An old fashioned TV with a black screen and white, fixed-width text stating "EMERGENCY ALERT SYSTEM ... National Periodic Test"

Readings

• Liz Ellcessor, In Case of Emergency: How Technologies Mediate Crisis and Normalize Inequality, 2022. I wish we had time to read this whole book, but let’s focus our discussion on the introduction and chapter 3 (“Alert”). Really the whole book is excellent and it’s hard to ignore the rest, but we have limited time. If you think you might be interested in making a map for your final project, chapter 2 would be useful to return to at that time. And if you all would like, maybe we could return to chapter 4 which discusses 911 during our “flex week”, which I propose might be good to use to talk about policing reform, PIC abolition, mutual aid, and alternatives to policing in responding to emergency.

• Andy Stuhl, “Acoustic Infrastructure: The Sounds and Politics of Radio Tests in American Emergency Broadcasting”, Communication Journal of Canada, (46: 2), April 2021. The above Ellcessor book will already be a lot. But this great article goes in-depth into an emergency notification infrastructure and so is perfect as we shift into several weeks on infrastructure. Try to get through this one as well if you can. I don’t think it’s too hard of a read.

• (Optional.) Mary Ann Doane. “Information, crisis, catastrophe”, Logics of television: Essays in cultural criticism (1990): 222-239. This is a fantastic article but rather dense. It focuses on the temporality of television and concepts like “liveness,” the “nowness” of live broadcasting, the notion of “real time,” and the consequences of the fact that television has established norms of being always on. With its discussion of crisis and catastrophe in this context, it is certainly relevant to our discussions at this point in the semester, but it is the more dense and theoretical than the two texts above, so let’s consider it optional.

• (Optional.) Cait McKinney, Information Activism: A Queer History of Lesbian Media Technologies, 2020. This is a great book but slightly off-topic for what we’ll be talking about this week. Chapter 2 in particular was the section that I initially thought could fit in this week: about a lesbian telephone hotline in New York City in the late 1970s, operated as a way to provided feminist resources to women. The chapter also discusses how this system was mediated by paper-based logs kept by the women workers who staffed the phones. If anyone is interested in either of these things for the final project, this could be a good text to return to.

Examples

• NYC-ARECS website. Since we had a listen to my interview with Charles Hargrove last class, let’s spend some time this week talking about NYC-ARECS by doing a “close reading” of their website.

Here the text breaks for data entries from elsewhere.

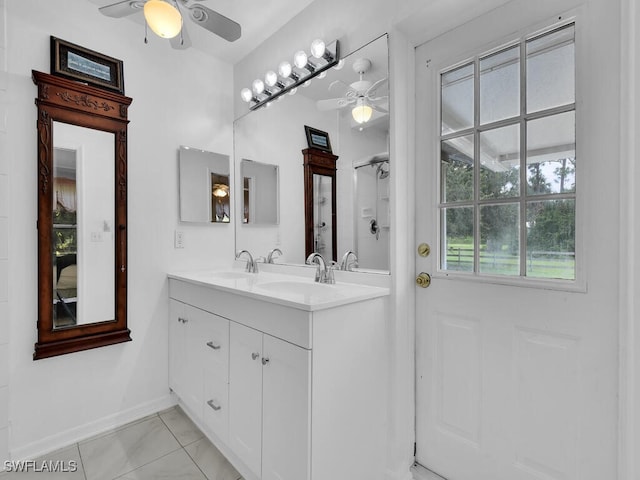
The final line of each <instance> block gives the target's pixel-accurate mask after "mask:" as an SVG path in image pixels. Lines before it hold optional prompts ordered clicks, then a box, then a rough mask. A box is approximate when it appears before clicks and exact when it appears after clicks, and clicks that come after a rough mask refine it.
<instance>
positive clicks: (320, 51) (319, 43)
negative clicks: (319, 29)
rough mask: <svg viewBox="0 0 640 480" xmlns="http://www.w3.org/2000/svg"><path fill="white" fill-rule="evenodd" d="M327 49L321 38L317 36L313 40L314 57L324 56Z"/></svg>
mask: <svg viewBox="0 0 640 480" xmlns="http://www.w3.org/2000/svg"><path fill="white" fill-rule="evenodd" d="M325 50H326V45H325V44H324V42H323V41H322V39H320V38H316V39H315V40H314V41H313V42H311V55H313V56H314V58H322V57H324V52H325Z"/></svg>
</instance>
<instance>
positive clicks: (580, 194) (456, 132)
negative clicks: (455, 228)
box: [432, 9, 587, 292]
mask: <svg viewBox="0 0 640 480" xmlns="http://www.w3.org/2000/svg"><path fill="white" fill-rule="evenodd" d="M578 12H579V9H576V10H574V11H572V12H569V13H566V14H564V15H557V16H555V17H553V18H552V19H550V20H549V21H547V22H544V23H542V24H538V25H536V26H533V27H528V28H525V29H522V30H520V31H519V32H517V33H515V34H514V35H511V36H509V37H506V38H505V37H503V38H501V39H499V40H497V41H495V42H492V44H490V45H485V46H484V47H482V46H481V47H478V48H474V50H473V51H472V52H469V53H467V54H466V55H464V56H461V57H460V58H458V59H457V60H456V59H452V61H450V62H446V63H443V64H440V65H438V66H437V68H438V70H437V71H436V72H435V74H436V77H437V79H438V81H437V82H435V83H434V85H435V88H436V89H437V93H436V95H435V98H436V111H435V114H436V118H437V121H436V122H435V124H434V125H435V127H436V129H437V130H436V131H434V132H432V133H433V134H434V135H435V138H436V141H435V142H434V145H435V147H436V152H434V154H435V156H434V158H435V159H436V160H435V161H436V162H437V174H436V175H437V182H435V183H436V192H435V194H436V208H437V214H436V215H435V217H436V225H437V232H438V233H437V260H436V265H437V267H436V273H435V275H434V277H435V278H442V279H447V278H450V279H456V280H468V281H473V282H481V283H492V284H498V285H513V286H521V287H531V288H541V289H549V290H564V291H572V292H586V289H587V285H586V272H585V264H584V262H585V255H584V248H585V247H584V235H583V232H584V219H583V213H582V212H583V205H584V193H583V190H584V188H583V187H581V185H584V184H585V183H586V182H585V181H584V180H583V177H584V170H585V168H586V167H585V165H584V163H585V162H584V161H583V159H584V158H585V156H583V155H582V154H581V151H582V145H583V143H584V142H582V141H581V138H582V136H583V134H582V131H581V128H580V126H581V124H582V121H581V118H580V112H581V104H582V103H583V102H582V93H581V92H582V89H583V86H582V84H583V81H582V80H581V76H580V73H581V72H582V71H584V68H583V67H582V62H583V61H585V60H583V58H584V55H585V54H584V53H583V51H584V49H585V46H584V45H585V43H586V42H585V34H584V33H583V25H582V23H581V22H580V18H579V15H578ZM571 24H573V25H574V28H575V32H574V34H575V36H574V48H575V58H574V61H575V65H574V68H575V98H574V103H573V104H572V105H571V106H567V105H564V106H561V107H557V108H556V109H545V110H543V111H541V112H534V113H529V114H527V113H526V112H525V113H524V114H523V113H522V112H521V114H520V116H523V115H524V117H525V128H526V120H529V119H532V118H541V117H548V116H551V115H552V114H554V113H561V112H563V111H574V112H575V143H576V159H577V162H576V164H577V167H576V193H575V197H574V198H575V279H574V280H567V279H553V278H540V277H527V276H522V275H492V274H487V273H481V272H479V271H477V270H478V269H477V268H475V269H474V270H476V271H473V272H462V271H455V270H445V269H443V268H442V251H443V248H444V244H443V238H442V227H443V225H442V216H441V211H442V210H441V207H443V206H458V205H460V206H462V205H465V206H468V207H473V209H474V217H475V215H477V214H478V213H477V212H479V204H484V203H486V202H480V203H479V202H478V201H477V195H476V192H475V191H474V199H473V201H470V202H466V203H462V202H460V203H455V204H447V203H446V202H442V182H441V173H442V172H441V168H442V165H441V141H442V140H443V139H446V138H449V137H450V136H451V137H454V136H457V135H460V132H456V133H455V134H451V135H449V134H445V135H443V134H442V133H441V118H442V111H441V108H442V88H441V81H440V79H441V76H442V74H444V73H447V72H450V71H452V70H455V69H456V68H460V67H463V66H465V65H468V64H469V63H472V64H474V74H475V75H478V74H479V72H478V71H477V65H478V61H479V59H481V58H485V57H488V56H490V55H492V54H495V53H498V52H501V51H503V50H506V49H508V48H509V47H513V46H515V45H520V53H521V57H520V60H521V61H524V62H526V55H523V54H522V53H523V51H526V41H527V40H529V39H534V38H537V37H540V36H542V35H544V34H547V33H550V32H553V31H555V30H558V29H561V28H563V27H566V26H568V25H571ZM522 70H523V69H521V72H522ZM520 81H521V82H526V77H525V76H523V75H522V73H521V77H520ZM478 85H479V83H478V82H474V116H476V115H479V108H478V107H479V90H478V89H479V86H478ZM523 92H524V93H523ZM525 94H526V90H524V89H522V88H521V89H520V95H521V102H522V96H523V95H525ZM521 110H522V103H521ZM549 112H553V113H549ZM513 118H514V117H512V118H511V120H513ZM501 124H503V125H512V124H516V125H517V124H519V121H518V122H513V121H512V122H509V121H503V120H500V121H497V122H491V123H488V124H484V125H481V126H480V127H481V128H480V129H479V130H478V131H484V130H488V129H489V126H490V127H491V128H495V127H496V126H499V125H501ZM476 125H477V122H476V121H475V120H474V127H473V128H472V129H470V131H473V132H475V131H476ZM520 133H521V135H520V136H521V138H520V142H521V144H522V143H523V142H524V139H523V136H522V131H521V132H520ZM475 141H477V140H475ZM525 147H526V145H525ZM521 149H522V147H521ZM523 155H526V151H523ZM523 175H524V176H526V172H521V179H522V176H523ZM475 178H476V173H475V172H474V189H477V188H478V185H477V182H476V180H475ZM526 185H527V184H526V182H522V181H521V185H520V188H521V189H523V188H526ZM540 197H541V198H540V200H543V199H546V198H547V197H546V196H542V195H541V196H540ZM516 198H517V199H513V198H511V199H505V200H504V201H505V203H516V202H517V203H518V204H519V205H520V212H521V213H520V214H521V215H523V212H522V210H526V201H525V200H524V197H523V192H522V190H521V195H520V196H519V197H516ZM554 198H558V199H560V198H562V197H557V196H555V195H554ZM529 199H530V200H532V198H531V197H529ZM489 203H491V204H494V202H493V201H491V202H489ZM495 203H501V202H500V201H499V202H495ZM524 218H526V217H524ZM478 223H479V222H476V220H475V218H474V235H475V241H476V242H479V241H480V238H479V232H478V231H477V228H476V225H477V224H478ZM520 223H521V224H522V223H523V220H522V218H521V222H520ZM520 228H521V232H522V226H521V227H520ZM521 235H522V233H521ZM524 249H526V243H525V242H523V241H522V237H521V240H520V262H521V265H522V262H523V261H525V262H526V255H524V256H523V254H522V251H523V250H524ZM477 251H478V249H475V248H474V265H477V262H478V259H477V258H475V257H477V255H478V253H477ZM523 259H524V260H523ZM521 271H522V267H521Z"/></svg>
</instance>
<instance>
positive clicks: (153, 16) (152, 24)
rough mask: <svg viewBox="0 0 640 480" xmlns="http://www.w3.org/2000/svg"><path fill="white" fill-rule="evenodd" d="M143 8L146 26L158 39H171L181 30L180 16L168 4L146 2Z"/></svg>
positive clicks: (165, 3)
mask: <svg viewBox="0 0 640 480" xmlns="http://www.w3.org/2000/svg"><path fill="white" fill-rule="evenodd" d="M143 8H144V19H145V20H146V22H147V25H149V28H151V30H152V31H153V33H155V34H156V35H158V36H159V37H162V38H173V37H175V36H177V35H178V34H179V33H180V30H182V15H180V12H179V11H178V9H177V8H176V7H174V6H173V5H172V4H170V3H169V2H165V1H164V0H147V2H146V3H145V4H144V7H143Z"/></svg>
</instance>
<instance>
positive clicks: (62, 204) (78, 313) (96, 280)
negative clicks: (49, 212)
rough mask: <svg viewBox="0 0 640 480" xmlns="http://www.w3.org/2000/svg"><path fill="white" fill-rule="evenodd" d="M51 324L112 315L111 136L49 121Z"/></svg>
mask: <svg viewBox="0 0 640 480" xmlns="http://www.w3.org/2000/svg"><path fill="white" fill-rule="evenodd" d="M53 144H54V152H53V190H52V192H51V194H52V195H53V199H52V206H53V235H52V255H53V259H52V260H53V272H54V275H53V298H52V301H53V325H54V328H64V327H70V326H75V325H84V324H89V323H96V322H103V321H108V320H113V318H114V317H115V302H114V301H113V299H114V296H115V269H114V267H113V265H114V262H115V234H114V222H115V211H114V204H115V189H114V188H113V185H114V183H115V168H114V160H113V159H114V144H115V142H114V135H113V134H112V133H110V132H104V131H100V130H93V129H90V128H84V127H79V126H77V125H70V124H67V123H61V122H53Z"/></svg>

Take some time to browse the site, and we can use class time to do some detailed analysis of it. Who is this site targeted to? Who & what does it depict? What narratives does it tell? We’re shifting away from representation and into infrastructure, but I think this site is depicting an infrastructure in a way that might give us lots to talk about. Maybe we can compare/contrast this with the ARRL website, and in particular the section here that focuses on ARES, the Amateur Radio Emergency Service.

• Original War of the Worlds broadcast (1938). Some context via Wikipedia and Smithsonian Magazine.